### Wolfram|Alpha is here

Wolfram|Alpha is a new, computational search engine. If you do a query where the answer has quantitative data, Wolfram|Alpha probably gives it.

For example, try enter your last name. Wolfram|Alpha gives you information about the popularity of that name. For example, "miller" ranks 6th within the US and there are about 1,128,000 people with that surname.

Enter a first name, and it will even give you a graph showing the name's popularity over the years. I just found out that Cindy's popularity peaked in about 1960. No wonder it is a common first name among the mothers who ask me questions about their children's math education.

Enter a town - for example Houston, and see what information comes up.

But, the reason I'm writing this post is because Wolfram|Alpha (or Walpha as some called it) especially excels in mathematical queries.

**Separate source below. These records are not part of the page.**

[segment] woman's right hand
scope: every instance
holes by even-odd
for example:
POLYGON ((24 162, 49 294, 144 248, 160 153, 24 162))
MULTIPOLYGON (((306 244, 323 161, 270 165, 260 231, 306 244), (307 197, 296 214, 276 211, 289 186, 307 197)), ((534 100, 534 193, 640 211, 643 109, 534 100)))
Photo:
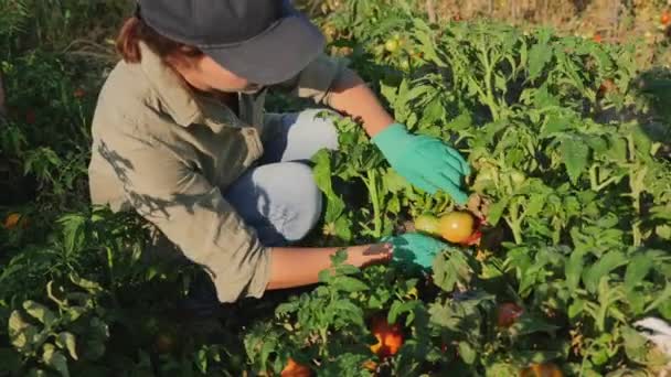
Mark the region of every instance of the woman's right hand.
POLYGON ((355 267, 365 267, 388 262, 394 247, 391 243, 379 243, 348 247, 348 262, 355 267))

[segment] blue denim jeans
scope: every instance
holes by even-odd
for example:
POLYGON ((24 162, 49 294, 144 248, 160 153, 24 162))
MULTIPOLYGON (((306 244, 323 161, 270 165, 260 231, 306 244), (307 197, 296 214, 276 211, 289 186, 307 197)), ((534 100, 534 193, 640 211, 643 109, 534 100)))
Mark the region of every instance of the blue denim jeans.
POLYGON ((319 220, 322 194, 308 161, 322 148, 338 148, 332 118, 322 111, 274 115, 258 164, 224 193, 265 246, 300 240, 319 220))
MULTIPOLYGON (((264 131, 264 155, 224 192, 265 246, 284 246, 305 237, 319 220, 322 194, 315 184, 310 158, 322 148, 337 149, 332 120, 323 110, 273 115, 264 131)), ((196 278, 180 305, 194 316, 216 313, 220 302, 207 277, 196 278)))

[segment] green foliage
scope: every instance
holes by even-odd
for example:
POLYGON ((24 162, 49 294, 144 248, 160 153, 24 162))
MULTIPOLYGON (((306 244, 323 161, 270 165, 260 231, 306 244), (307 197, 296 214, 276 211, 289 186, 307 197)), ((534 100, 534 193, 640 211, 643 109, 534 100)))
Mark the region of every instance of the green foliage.
MULTIPOLYGON (((152 258, 147 224, 86 200, 109 64, 66 47, 111 37, 96 26, 116 28, 128 6, 0 0, 0 172, 30 181, 0 174, 0 213, 28 219, 0 228, 0 376, 277 375, 289 357, 324 376, 518 376, 545 362, 571 376, 645 376, 668 363, 632 323, 671 321, 671 75, 642 72, 635 46, 344 1, 323 20, 332 45, 352 49, 398 121, 468 157, 468 187, 489 204, 482 240, 445 250, 432 276, 358 269, 340 251, 317 287, 227 306, 205 325, 174 314, 194 268, 152 258), (510 326, 501 303, 522 309, 510 326), (380 316, 403 330, 393 357, 370 348, 380 316)), ((327 200, 311 245, 374 241, 456 208, 392 171, 352 119, 337 126, 341 149, 313 158, 327 200)))

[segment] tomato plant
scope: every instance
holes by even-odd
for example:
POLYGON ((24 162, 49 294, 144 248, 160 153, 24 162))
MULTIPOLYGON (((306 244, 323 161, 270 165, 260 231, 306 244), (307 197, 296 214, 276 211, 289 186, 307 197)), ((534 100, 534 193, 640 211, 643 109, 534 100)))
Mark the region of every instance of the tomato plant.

This has implications to mathematics education, especially in high school and college. This tool is completely free, easy to use, and accessible for everyone with an Internet connection (even with a smart phone). Just imagine if you are a math teacher and you assign homework for your 9th graders, "Find the equation of the line that goes through points (2,5) and (-8, -9)." W|A does it in a split second.

It also solves equations. For example, Solve ln(x)+ ln(x-2)+ ln(15). It even gives you the solution steps - just click on "show steps".

Please see a full list of examples of what Wolfram|Alpha can do in mathematics.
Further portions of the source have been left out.